Maroubra rapper Masked Wolf has been hustling for a decade, and he’s finally hit gold with “Astronaut in The Ocean.” The track’s guttural 17-second intro struck a chord with TikTok users and has since become a streaming monolith, amassing over 250 million streams on Spotify. Masked Wolf has gone on to sign a multi-album deal with Elektra. If you had any doubts about the stronghold TikTok has on the music industry, let this quash them. 


My Rock ‘n’ Roll Friend 

Tracey Thorn is a jack-of-all-trades and a certified music industry legend. Carving out her legacy as one half of the generation-defining British duo Everything But The Girl, and a member of post-punk outfit Marine Girls, she’s also cut her teeth as a music writer and columnist. Her latest novel, My Rock ‘n’ Roll Friend, is an ode to her friendship with The Go-Betweens’ Lindy Morrison. It’s poignant, uncompromising, and so, so moving. 


Fear At The Top

Co-hosted by Luke Girgis and Rolling Stone’s own Poppy Reid, Fear At The Top is a no holds barred podcast that interviews the key players of the music industry about their business, career, and biggest mistakes. Equal parts illuminating and inspiring, Fear At The Top demystifies the music industry. It’s essential listening for anyone that wants to scratch beneath the surface of an industry that often feels impenetrable.

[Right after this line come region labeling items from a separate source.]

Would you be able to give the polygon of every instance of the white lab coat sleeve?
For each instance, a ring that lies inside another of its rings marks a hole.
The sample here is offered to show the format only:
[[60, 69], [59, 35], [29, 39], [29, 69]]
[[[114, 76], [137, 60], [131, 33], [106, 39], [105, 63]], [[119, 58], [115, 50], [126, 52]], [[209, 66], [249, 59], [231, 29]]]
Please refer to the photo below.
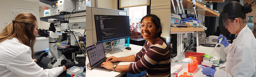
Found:
[[[221, 70], [217, 70], [214, 77], [251, 77], [255, 73], [255, 62], [253, 55], [252, 50], [246, 46], [238, 47], [234, 56], [230, 55], [229, 61], [234, 66], [232, 67], [231, 74]], [[230, 65], [226, 65], [230, 66]]]
[[22, 77], [57, 77], [63, 72], [62, 67], [44, 70], [34, 62], [30, 50], [27, 49], [14, 56], [6, 67]]
[[227, 46], [226, 47], [225, 47], [225, 48], [224, 49], [224, 51], [225, 51], [225, 52], [226, 53], [226, 54], [228, 54], [228, 50], [229, 49], [230, 47], [232, 47], [231, 46], [231, 44], [230, 43], [228, 45], [228, 46]]

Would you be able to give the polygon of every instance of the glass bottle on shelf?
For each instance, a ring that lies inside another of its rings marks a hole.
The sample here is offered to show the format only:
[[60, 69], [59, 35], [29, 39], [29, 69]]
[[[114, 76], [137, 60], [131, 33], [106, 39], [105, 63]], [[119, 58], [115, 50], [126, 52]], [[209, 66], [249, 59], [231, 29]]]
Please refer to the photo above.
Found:
[[58, 8], [58, 3], [56, 3], [56, 7], [55, 7], [55, 13], [56, 15], [59, 14], [60, 13], [58, 12], [59, 8]]
[[86, 6], [86, 2], [85, 0], [84, 0], [82, 1], [82, 10], [85, 10], [86, 8], [85, 7]]
[[79, 0], [78, 2], [77, 3], [77, 11], [81, 11], [81, 4], [82, 2], [80, 0]]
[[205, 1], [205, 4], [209, 5], [207, 3], [207, 1]]
[[213, 5], [212, 3], [212, 1], [210, 1], [210, 3], [209, 3], [209, 8], [210, 8], [210, 9], [212, 9], [212, 10]]
[[51, 9], [51, 15], [53, 16], [55, 15], [55, 5], [52, 5]]

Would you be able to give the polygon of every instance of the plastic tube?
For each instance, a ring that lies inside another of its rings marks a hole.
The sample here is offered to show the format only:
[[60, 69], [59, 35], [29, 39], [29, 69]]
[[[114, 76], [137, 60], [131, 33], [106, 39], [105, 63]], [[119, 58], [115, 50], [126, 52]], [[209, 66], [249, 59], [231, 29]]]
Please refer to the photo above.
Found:
[[191, 0], [191, 2], [192, 3], [192, 6], [193, 6], [193, 8], [194, 8], [194, 10], [195, 10], [195, 15], [197, 19], [197, 12], [195, 11], [196, 3], [195, 0]]
[[174, 11], [174, 12], [175, 13], [176, 13], [176, 11], [175, 11], [175, 7], [174, 6], [174, 3], [173, 3], [173, 0], [172, 0], [172, 6], [173, 6], [173, 10]]
[[182, 5], [182, 0], [179, 0], [179, 3], [180, 3], [180, 5], [181, 6], [181, 8], [182, 8], [182, 11], [183, 11], [183, 14], [185, 15], [185, 12], [184, 11], [184, 9], [183, 9], [183, 5]]
[[181, 11], [180, 11], [179, 4], [179, 0], [176, 0], [176, 1], [177, 2], [177, 4], [178, 5], [178, 7], [179, 7], [179, 13], [180, 13], [180, 14], [181, 14]]
[[[190, 64], [193, 64], [193, 60], [191, 60], [190, 61]], [[193, 65], [191, 65], [190, 66], [190, 66], [189, 70], [191, 72], [192, 71], [192, 66], [193, 66]]]

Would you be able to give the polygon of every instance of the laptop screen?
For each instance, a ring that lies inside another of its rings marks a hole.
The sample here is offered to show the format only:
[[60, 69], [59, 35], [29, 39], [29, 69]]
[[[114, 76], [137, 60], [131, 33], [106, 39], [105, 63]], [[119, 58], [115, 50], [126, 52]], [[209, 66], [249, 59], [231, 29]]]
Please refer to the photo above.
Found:
[[91, 66], [106, 57], [102, 42], [86, 47], [88, 59]]

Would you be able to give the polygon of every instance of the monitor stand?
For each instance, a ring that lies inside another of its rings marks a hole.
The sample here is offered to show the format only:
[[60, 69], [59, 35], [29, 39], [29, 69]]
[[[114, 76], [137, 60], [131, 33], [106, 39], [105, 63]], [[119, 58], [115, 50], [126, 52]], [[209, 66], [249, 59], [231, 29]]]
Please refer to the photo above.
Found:
[[110, 46], [111, 47], [111, 48], [109, 49], [105, 50], [105, 52], [107, 53], [109, 53], [110, 54], [113, 54], [119, 52], [121, 52], [123, 51], [123, 50], [122, 50], [118, 48], [114, 48], [114, 49], [113, 49], [114, 48], [114, 46], [113, 46], [113, 41], [112, 41], [110, 43]]

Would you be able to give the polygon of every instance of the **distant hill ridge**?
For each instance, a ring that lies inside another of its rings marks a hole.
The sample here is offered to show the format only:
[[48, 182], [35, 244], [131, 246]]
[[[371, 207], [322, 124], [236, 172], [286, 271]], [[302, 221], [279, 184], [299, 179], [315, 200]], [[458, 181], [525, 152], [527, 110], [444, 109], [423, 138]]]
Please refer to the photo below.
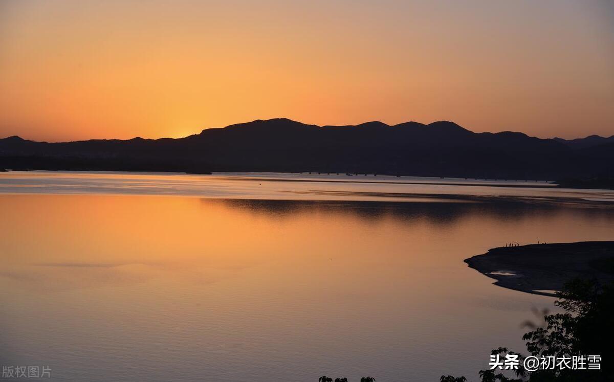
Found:
[[0, 168], [321, 171], [506, 179], [611, 176], [614, 136], [543, 139], [449, 121], [317, 126], [284, 118], [183, 138], [49, 143], [0, 139]]

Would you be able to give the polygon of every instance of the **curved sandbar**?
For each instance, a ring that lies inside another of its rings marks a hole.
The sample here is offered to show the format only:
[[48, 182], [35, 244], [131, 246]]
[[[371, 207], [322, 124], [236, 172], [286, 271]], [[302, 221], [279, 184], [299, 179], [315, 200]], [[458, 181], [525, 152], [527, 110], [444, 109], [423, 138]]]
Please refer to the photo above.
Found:
[[510, 289], [548, 296], [576, 277], [614, 280], [614, 241], [499, 247], [465, 260], [470, 268]]

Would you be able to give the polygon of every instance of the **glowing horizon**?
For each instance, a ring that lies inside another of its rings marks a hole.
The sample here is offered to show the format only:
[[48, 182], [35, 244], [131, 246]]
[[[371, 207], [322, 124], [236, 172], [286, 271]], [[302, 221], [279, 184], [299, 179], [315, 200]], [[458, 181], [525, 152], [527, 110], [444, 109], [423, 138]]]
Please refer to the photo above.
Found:
[[609, 136], [613, 11], [605, 1], [6, 1], [0, 138], [180, 138], [276, 117]]

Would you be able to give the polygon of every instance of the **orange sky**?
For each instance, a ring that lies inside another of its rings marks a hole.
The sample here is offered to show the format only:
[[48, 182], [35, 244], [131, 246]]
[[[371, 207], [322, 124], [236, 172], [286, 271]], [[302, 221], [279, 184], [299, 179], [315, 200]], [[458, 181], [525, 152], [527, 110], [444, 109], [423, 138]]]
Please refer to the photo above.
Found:
[[286, 117], [576, 138], [614, 134], [612, 105], [607, 0], [0, 3], [0, 137]]

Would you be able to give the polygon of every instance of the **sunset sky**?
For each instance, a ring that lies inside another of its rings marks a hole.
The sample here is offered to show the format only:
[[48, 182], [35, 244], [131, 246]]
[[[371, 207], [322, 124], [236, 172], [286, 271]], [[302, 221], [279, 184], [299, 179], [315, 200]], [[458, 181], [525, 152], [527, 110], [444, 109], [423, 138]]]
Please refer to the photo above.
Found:
[[613, 4], [4, 0], [0, 138], [176, 138], [278, 117], [610, 136]]

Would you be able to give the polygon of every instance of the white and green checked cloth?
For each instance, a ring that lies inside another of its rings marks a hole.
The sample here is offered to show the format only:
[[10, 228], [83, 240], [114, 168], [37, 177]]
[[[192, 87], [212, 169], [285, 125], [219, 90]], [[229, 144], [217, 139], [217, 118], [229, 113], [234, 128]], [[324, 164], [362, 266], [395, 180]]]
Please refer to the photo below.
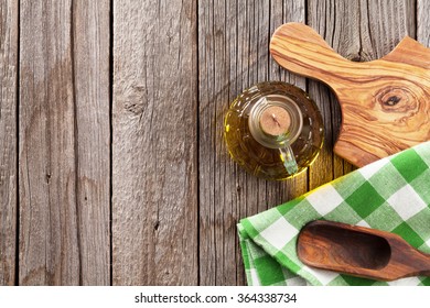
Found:
[[430, 253], [430, 142], [379, 160], [290, 202], [240, 220], [249, 285], [430, 285], [390, 283], [311, 268], [295, 252], [300, 229], [325, 219], [397, 233]]

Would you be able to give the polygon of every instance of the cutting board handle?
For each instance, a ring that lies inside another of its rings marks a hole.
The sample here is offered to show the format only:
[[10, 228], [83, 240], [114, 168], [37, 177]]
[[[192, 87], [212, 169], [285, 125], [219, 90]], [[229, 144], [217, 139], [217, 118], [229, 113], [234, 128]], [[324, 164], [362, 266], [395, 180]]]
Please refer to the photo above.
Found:
[[342, 81], [344, 68], [354, 64], [333, 51], [312, 28], [295, 22], [286, 23], [275, 31], [270, 53], [288, 70], [319, 79], [331, 87]]

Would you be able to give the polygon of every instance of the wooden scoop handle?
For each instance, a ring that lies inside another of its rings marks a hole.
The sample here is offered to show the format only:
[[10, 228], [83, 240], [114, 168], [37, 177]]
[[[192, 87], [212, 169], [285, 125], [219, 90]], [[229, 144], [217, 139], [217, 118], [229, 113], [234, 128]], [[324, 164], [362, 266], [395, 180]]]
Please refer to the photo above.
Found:
[[284, 68], [335, 92], [342, 125], [334, 152], [356, 166], [430, 140], [430, 50], [406, 36], [380, 59], [352, 62], [311, 28], [278, 28], [270, 53]]

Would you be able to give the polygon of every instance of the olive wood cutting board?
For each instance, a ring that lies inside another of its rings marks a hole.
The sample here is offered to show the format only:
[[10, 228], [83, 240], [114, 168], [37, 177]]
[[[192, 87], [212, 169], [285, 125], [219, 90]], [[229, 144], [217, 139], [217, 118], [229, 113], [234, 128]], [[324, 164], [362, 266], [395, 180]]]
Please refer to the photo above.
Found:
[[388, 55], [352, 62], [311, 28], [278, 28], [270, 53], [282, 67], [329, 85], [342, 109], [334, 152], [361, 167], [430, 140], [430, 48], [406, 36]]

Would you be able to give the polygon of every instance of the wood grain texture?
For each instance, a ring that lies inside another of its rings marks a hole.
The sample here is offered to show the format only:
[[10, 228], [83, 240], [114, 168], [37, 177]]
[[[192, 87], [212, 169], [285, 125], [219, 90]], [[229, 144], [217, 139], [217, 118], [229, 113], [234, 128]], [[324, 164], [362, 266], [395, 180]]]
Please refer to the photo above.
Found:
[[430, 1], [417, 1], [417, 40], [430, 47]]
[[300, 231], [298, 256], [309, 266], [376, 280], [430, 276], [430, 254], [386, 231], [315, 220]]
[[78, 285], [72, 2], [20, 7], [19, 283]]
[[82, 285], [110, 284], [109, 0], [73, 3], [76, 215]]
[[334, 90], [343, 116], [334, 151], [354, 165], [430, 139], [430, 52], [412, 38], [405, 37], [380, 59], [356, 63], [335, 53], [311, 28], [290, 23], [273, 34], [271, 53], [283, 67]]
[[0, 1], [0, 286], [14, 285], [17, 250], [18, 1]]
[[195, 4], [114, 3], [115, 285], [198, 283]]
[[107, 285], [109, 2], [22, 1], [20, 24], [19, 283]]
[[258, 179], [232, 162], [223, 140], [229, 102], [258, 81], [291, 80], [268, 53], [272, 30], [304, 20], [303, 1], [198, 1], [200, 277], [202, 285], [245, 284], [236, 223], [307, 189], [307, 175]]
[[[361, 58], [359, 1], [309, 0], [307, 21], [338, 53], [350, 59]], [[275, 32], [275, 31], [273, 31]], [[309, 95], [319, 106], [324, 121], [324, 145], [310, 167], [309, 189], [351, 172], [352, 165], [334, 155], [333, 146], [342, 121], [335, 96], [321, 82], [308, 80]]]

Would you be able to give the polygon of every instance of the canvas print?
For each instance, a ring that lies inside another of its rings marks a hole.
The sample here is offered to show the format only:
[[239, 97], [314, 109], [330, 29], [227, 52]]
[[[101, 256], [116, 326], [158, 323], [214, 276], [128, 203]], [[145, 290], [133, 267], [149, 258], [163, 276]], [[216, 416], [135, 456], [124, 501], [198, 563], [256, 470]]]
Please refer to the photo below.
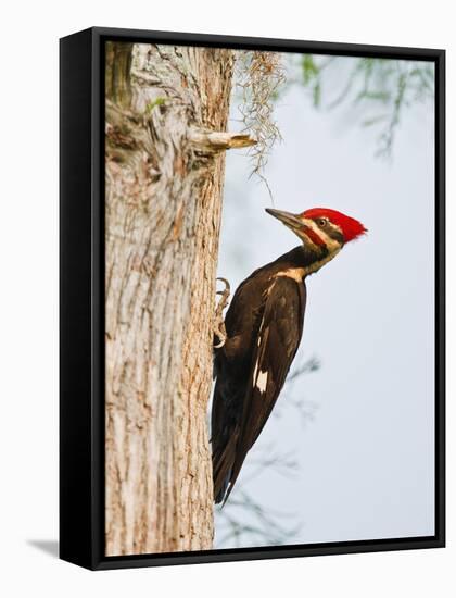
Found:
[[105, 556], [433, 536], [433, 62], [103, 60]]

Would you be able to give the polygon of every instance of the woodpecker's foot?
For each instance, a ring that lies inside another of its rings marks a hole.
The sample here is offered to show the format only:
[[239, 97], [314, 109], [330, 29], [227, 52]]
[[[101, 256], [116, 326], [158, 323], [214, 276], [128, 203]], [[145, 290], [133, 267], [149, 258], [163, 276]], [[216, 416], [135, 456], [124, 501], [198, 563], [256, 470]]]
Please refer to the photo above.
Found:
[[225, 285], [224, 290], [217, 290], [216, 295], [220, 295], [220, 300], [217, 303], [217, 307], [215, 309], [215, 317], [214, 317], [214, 339], [218, 338], [218, 342], [214, 345], [214, 349], [220, 349], [227, 339], [227, 331], [225, 328], [225, 322], [224, 322], [224, 309], [228, 306], [228, 299], [230, 296], [230, 286], [226, 278], [217, 278], [217, 281], [221, 281]]

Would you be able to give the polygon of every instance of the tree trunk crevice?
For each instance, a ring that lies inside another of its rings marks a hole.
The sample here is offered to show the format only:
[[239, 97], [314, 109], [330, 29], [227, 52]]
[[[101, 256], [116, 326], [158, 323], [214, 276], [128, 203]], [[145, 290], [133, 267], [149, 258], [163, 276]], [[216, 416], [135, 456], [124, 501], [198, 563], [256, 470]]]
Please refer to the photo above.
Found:
[[106, 49], [106, 555], [210, 549], [225, 153], [191, 130], [226, 132], [233, 54], [124, 46]]

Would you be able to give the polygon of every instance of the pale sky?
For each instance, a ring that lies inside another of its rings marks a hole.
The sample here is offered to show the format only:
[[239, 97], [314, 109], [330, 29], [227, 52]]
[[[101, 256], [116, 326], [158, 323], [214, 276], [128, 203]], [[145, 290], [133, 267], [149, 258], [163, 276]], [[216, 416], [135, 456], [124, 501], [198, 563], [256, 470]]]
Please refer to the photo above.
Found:
[[[251, 452], [292, 453], [299, 469], [291, 477], [266, 469], [244, 489], [266, 511], [286, 513], [287, 526], [300, 524], [289, 544], [433, 535], [432, 102], [404, 113], [392, 162], [375, 157], [371, 129], [343, 111], [315, 111], [301, 87], [276, 116], [283, 141], [265, 173], [275, 207], [333, 208], [369, 233], [307, 281], [295, 361], [315, 357], [320, 369], [292, 396], [314, 406], [314, 420], [304, 425], [281, 403]], [[265, 213], [269, 196], [249, 167], [243, 152], [228, 153], [218, 273], [232, 288], [300, 242]], [[229, 501], [225, 509], [250, 523]], [[216, 547], [233, 546], [219, 544], [216, 521]]]

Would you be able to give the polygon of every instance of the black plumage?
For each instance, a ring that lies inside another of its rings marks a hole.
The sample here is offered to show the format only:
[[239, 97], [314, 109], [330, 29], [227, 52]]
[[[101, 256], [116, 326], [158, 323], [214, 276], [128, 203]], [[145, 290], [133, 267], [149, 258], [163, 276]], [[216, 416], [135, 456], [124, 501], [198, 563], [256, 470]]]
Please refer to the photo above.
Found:
[[302, 337], [304, 278], [314, 260], [304, 246], [296, 247], [256, 270], [231, 300], [225, 319], [227, 340], [214, 361], [215, 502], [228, 498], [284, 384]]

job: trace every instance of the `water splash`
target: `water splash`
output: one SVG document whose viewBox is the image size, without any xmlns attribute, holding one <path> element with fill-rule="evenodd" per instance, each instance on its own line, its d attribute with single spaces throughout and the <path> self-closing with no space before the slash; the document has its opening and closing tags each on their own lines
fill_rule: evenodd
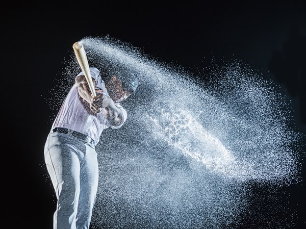
<svg viewBox="0 0 306 229">
<path fill-rule="evenodd" d="M 122 104 L 126 122 L 105 130 L 97 146 L 92 228 L 235 228 L 250 212 L 254 183 L 275 192 L 298 182 L 302 136 L 288 124 L 290 104 L 249 66 L 210 66 L 197 81 L 108 36 L 81 41 L 106 81 L 122 67 L 139 81 Z M 80 71 L 73 54 L 66 63 L 55 111 Z M 286 228 L 290 218 L 275 224 Z"/>
</svg>

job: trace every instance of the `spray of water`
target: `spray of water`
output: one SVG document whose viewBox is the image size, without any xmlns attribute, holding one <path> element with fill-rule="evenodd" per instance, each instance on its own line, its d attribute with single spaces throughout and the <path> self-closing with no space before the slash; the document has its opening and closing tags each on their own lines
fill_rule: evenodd
<svg viewBox="0 0 306 229">
<path fill-rule="evenodd" d="M 235 228 L 251 214 L 254 186 L 298 182 L 302 136 L 288 124 L 290 104 L 251 67 L 213 64 L 200 81 L 109 36 L 81 41 L 106 81 L 123 67 L 139 81 L 122 103 L 126 123 L 97 146 L 92 228 Z M 80 71 L 73 54 L 66 64 L 54 111 Z M 270 222 L 285 211 L 274 208 Z M 290 218 L 273 223 L 286 228 Z"/>
</svg>

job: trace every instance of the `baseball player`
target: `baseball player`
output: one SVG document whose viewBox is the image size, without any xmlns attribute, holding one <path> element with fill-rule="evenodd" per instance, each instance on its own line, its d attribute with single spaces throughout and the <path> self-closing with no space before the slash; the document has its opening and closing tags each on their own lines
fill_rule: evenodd
<svg viewBox="0 0 306 229">
<path fill-rule="evenodd" d="M 118 129 L 126 120 L 120 103 L 135 93 L 138 83 L 122 72 L 105 83 L 90 68 L 96 94 L 92 96 L 83 72 L 67 95 L 47 136 L 44 159 L 54 187 L 54 228 L 88 228 L 98 186 L 95 147 L 104 130 Z"/>
</svg>

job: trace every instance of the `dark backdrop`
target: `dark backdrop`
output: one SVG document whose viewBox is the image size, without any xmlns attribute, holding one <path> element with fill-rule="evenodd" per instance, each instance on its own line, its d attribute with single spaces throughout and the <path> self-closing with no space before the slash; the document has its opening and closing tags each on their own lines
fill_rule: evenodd
<svg viewBox="0 0 306 229">
<path fill-rule="evenodd" d="M 305 133 L 304 2 L 85 2 L 66 9 L 60 4 L 8 4 L 1 23 L 2 153 L 6 156 L 2 208 L 6 228 L 51 228 L 53 192 L 40 167 L 52 115 L 45 98 L 72 44 L 85 36 L 109 35 L 195 72 L 211 57 L 252 64 L 292 100 L 295 128 Z M 297 211 L 296 228 L 306 225 L 302 184 L 288 189 L 290 207 Z"/>
</svg>

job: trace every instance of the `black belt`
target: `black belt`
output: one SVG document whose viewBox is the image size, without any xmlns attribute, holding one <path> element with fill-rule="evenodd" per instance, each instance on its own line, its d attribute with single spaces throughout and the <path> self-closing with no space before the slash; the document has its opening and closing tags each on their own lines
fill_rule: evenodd
<svg viewBox="0 0 306 229">
<path fill-rule="evenodd" d="M 87 142 L 89 142 L 90 144 L 93 144 L 94 145 L 94 141 L 92 138 L 87 135 L 82 134 L 82 133 L 78 132 L 78 131 L 75 131 L 67 128 L 63 128 L 61 127 L 56 127 L 52 130 L 52 131 L 53 132 L 62 133 L 63 134 L 70 135 L 78 138 L 80 138 L 80 139 L 83 140 Z"/>
</svg>

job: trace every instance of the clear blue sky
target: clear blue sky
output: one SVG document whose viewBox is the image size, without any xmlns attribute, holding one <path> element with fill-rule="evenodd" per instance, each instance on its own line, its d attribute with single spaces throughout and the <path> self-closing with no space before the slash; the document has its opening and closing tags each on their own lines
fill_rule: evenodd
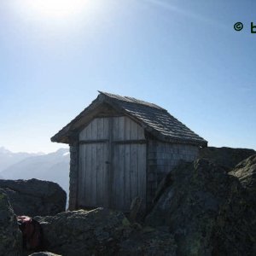
<svg viewBox="0 0 256 256">
<path fill-rule="evenodd" d="M 256 149 L 255 1 L 44 1 L 0 3 L 0 146 L 62 147 L 49 138 L 100 90 Z"/>
</svg>

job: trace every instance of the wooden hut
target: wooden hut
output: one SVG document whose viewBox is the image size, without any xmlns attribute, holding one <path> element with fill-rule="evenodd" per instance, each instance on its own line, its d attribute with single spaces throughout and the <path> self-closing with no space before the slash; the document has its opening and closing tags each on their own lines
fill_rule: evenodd
<svg viewBox="0 0 256 256">
<path fill-rule="evenodd" d="M 207 145 L 164 108 L 102 91 L 51 141 L 70 146 L 71 210 L 129 211 L 137 196 L 146 209 L 165 175 Z"/>
</svg>

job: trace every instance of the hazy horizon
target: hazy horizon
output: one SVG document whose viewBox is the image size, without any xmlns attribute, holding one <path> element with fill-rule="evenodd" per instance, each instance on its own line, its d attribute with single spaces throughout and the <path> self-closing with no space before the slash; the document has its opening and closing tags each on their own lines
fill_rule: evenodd
<svg viewBox="0 0 256 256">
<path fill-rule="evenodd" d="M 50 137 L 99 90 L 162 107 L 209 146 L 256 150 L 255 9 L 252 0 L 3 1 L 0 144 L 68 148 Z"/>
</svg>

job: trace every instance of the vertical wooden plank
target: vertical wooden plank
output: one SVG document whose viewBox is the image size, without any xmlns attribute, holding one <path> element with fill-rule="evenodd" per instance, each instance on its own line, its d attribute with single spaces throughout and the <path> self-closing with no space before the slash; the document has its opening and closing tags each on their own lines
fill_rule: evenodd
<svg viewBox="0 0 256 256">
<path fill-rule="evenodd" d="M 131 131 L 130 131 L 131 140 L 137 140 L 137 125 L 131 120 Z"/>
<path fill-rule="evenodd" d="M 103 118 L 103 138 L 108 139 L 109 137 L 109 118 Z"/>
<path fill-rule="evenodd" d="M 97 119 L 97 137 L 96 137 L 97 139 L 104 138 L 103 122 L 104 122 L 103 118 Z"/>
<path fill-rule="evenodd" d="M 90 180 L 91 180 L 91 144 L 84 144 L 85 146 L 85 206 L 90 205 Z"/>
<path fill-rule="evenodd" d="M 119 130 L 119 137 L 118 139 L 119 141 L 122 141 L 125 139 L 125 117 L 120 116 L 118 117 L 119 124 L 118 124 L 118 130 Z"/>
<path fill-rule="evenodd" d="M 92 122 L 90 123 L 91 126 L 91 140 L 96 140 L 97 138 L 97 119 L 94 119 Z"/>
<path fill-rule="evenodd" d="M 96 173 L 96 163 L 97 163 L 97 155 L 96 155 L 96 143 L 91 144 L 91 178 L 90 178 L 90 207 L 96 206 L 96 197 L 97 197 L 97 173 Z"/>
<path fill-rule="evenodd" d="M 114 122 L 115 119 L 113 117 L 109 118 L 108 119 L 108 207 L 109 208 L 113 208 L 113 204 L 114 204 L 114 154 L 113 154 L 113 138 L 114 136 Z"/>
<path fill-rule="evenodd" d="M 124 210 L 129 210 L 131 198 L 131 145 L 125 144 L 125 160 L 124 160 Z"/>
<path fill-rule="evenodd" d="M 143 199 L 142 207 L 146 208 L 146 145 L 138 144 L 138 195 Z"/>
<path fill-rule="evenodd" d="M 144 129 L 137 124 L 137 139 L 138 140 L 145 139 Z"/>
<path fill-rule="evenodd" d="M 102 161 L 103 161 L 103 143 L 97 143 L 96 146 L 96 206 L 102 206 Z"/>
<path fill-rule="evenodd" d="M 131 119 L 125 118 L 125 140 L 131 139 Z M 131 146 L 130 144 L 124 145 L 125 147 L 125 160 L 124 160 L 124 208 L 125 211 L 129 211 L 131 198 Z"/>
<path fill-rule="evenodd" d="M 113 140 L 119 140 L 119 118 L 113 117 L 112 119 L 113 119 L 113 126 L 112 126 Z"/>
<path fill-rule="evenodd" d="M 131 144 L 131 201 L 134 197 L 138 195 L 138 166 L 137 166 L 137 145 Z"/>
<path fill-rule="evenodd" d="M 125 140 L 130 140 L 131 136 L 130 136 L 130 131 L 131 131 L 131 119 L 128 117 L 125 117 Z"/>
<path fill-rule="evenodd" d="M 104 123 L 105 126 L 105 123 Z M 102 198 L 103 198 L 103 207 L 108 207 L 108 172 L 109 172 L 109 143 L 104 143 L 103 145 L 103 173 L 102 173 Z"/>
<path fill-rule="evenodd" d="M 81 205 L 81 195 L 82 195 L 82 185 L 83 185 L 83 182 L 81 179 L 81 174 L 82 174 L 82 171 L 83 171 L 83 163 L 82 163 L 82 160 L 83 160 L 83 154 L 82 154 L 82 145 L 79 145 L 79 182 L 78 182 L 78 205 L 80 206 Z"/>
<path fill-rule="evenodd" d="M 82 168 L 81 168 L 81 205 L 84 204 L 85 201 L 85 179 L 86 179 L 86 172 L 85 172 L 85 146 L 81 145 L 81 157 L 82 157 Z"/>
</svg>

Delta Goodrem, Bridge Over Troubled Dreams

Delta fans whose hearts were won over with her debut album, Innocent Eyes, way back in 2003, are in for an emotional hurricane. With Bridge Over Troubled Dreams, Delta has returned to the piano-based ballad pop that defined her early career. 


The Human Voice

Pedro Almodóvar’s first short film in 11 years and English language debut is a loose adaptation of the Thirties monodrama La Voix Humaine. It’s as swoony, dazzling and melodramatic as any Almodóvar outing. 

The Spanish auteur continues his exploration of the female psyche, crafting a film that paints a woman on the edge, rapidly unravelling after a breakup. Carried by a deliciously unhinged performance by Tilda Swinton, The Human Voice pulsates with a uniquely feminine desperation. 


Can’t Get You Out of My Head: An Emotional History of the Modern World

Adam Curtis’ latest six-part documentary attempts to make sense of the strange predicament we’ve found ourselves in, one where the future seems lost and we can’t dream of an alternative. An extension of 2016’s HyperNormalisation, the eight-hour odyssey is a dense history lesson that dissects the rise of individualism through characters like Tupac Shakur, Michael X, and Jiang Qing — all set to a killer soundtrack. For fans of Nine Inch Nails, Aphex Twin, and leaning into existential dread.